Mr Glezer said the Australian consumer laws should follow that of the European Union and United Kingdom, where if a resident of those regions has booked a voyage with a travel company that cancels, they are entitled by law to a full refund.
“In Australia, customers are left extremely vulnerable in situations like this as the government has not put protection in place which entitles them to a refund. In fact, in the vast majority of situations, customers are offered either a credit or a refund with unjustified high fees deducted by travel companies. In many situations, customers are out of pocket tens of thousands of dollars,” he said.

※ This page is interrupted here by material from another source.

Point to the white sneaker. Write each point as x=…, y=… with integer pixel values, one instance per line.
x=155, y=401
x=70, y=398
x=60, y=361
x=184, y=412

“It is the responsibility of the Australian government to change the current legislation in order to protect consumers. We have proposed legislation similar to that of the UK and strongly believe it should be adopted,” Mr Glezer said.
Mr Glezer also urges Australians who are rebooking using their credit to carefully read the terms and conditions before signing.
“When rebooking with travel companies, please be aware of terms and conditions as many companies have changed terms and conditions and the majority of changes have not been for the better,” he said.
Scenic told Cruise Passenger: “We are not trying to make it harder for our guests to travel. We want them to travel with us and enjoy these experiences…Our terms and conditions are updated to reflect the situation and respond to the issues.”
“The terms and conditions vary depending on when a booking was made, when it was cancelled, where the guest was travelling to and are reviewed with significant changes.”